The first time the railway line was used to transport prisoners was on 24 May 1944, when 650 men from the camp were deported to Dachau. A train carrying ‘Philips Jews’ left for Auschwitz on 2 June 1944. Another two trains carrying prisoners to Sachsenhausen and Ravensbrück left in September. Subsequently, 200 remaining prisoners who were held hostage had to clean up Camp Vught. They loaded the bulk of the camp’s fixtures and fittings into trains bound for the camp at Bergen-Belsen. The last prisoners were freed on 17 September and the camp was taken over by the Wehrmacht. The town of Vught was liberated on 26 and 27 October 1944.

The railway line fell into disuse for a while after the war was over, until it was eventually removed in June 1948. At the request of Camp Vught National Memorial, part of another railway line from ’s-Hertogenbosch was stored in military barracks in 2013, the intention being to place a few sections to replicate the original.
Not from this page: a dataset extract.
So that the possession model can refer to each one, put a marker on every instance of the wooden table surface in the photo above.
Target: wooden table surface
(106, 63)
Since 2016, this part of the camp’s history has been made visible again at three places around the memorial centre (where Loonsebaan crosses Breautélaan, at the access road to the firing squad site, and to the rear of Camp Vught National Memorial), and there are information panels at each one.

Goods wagons

Two historic ‘Oppeln’-type goods wagons were brought here in early 2022 after being restored. They stand in the exact spot where a special branch line once ran from the ‘s-Hertogenbosch – Tilburg railway line to Camp Vught.

From here a path leads across the former railway line to the main building of Camp Vught National Memorial.
By car, you pass the wagons on your way to the museum, on your right side.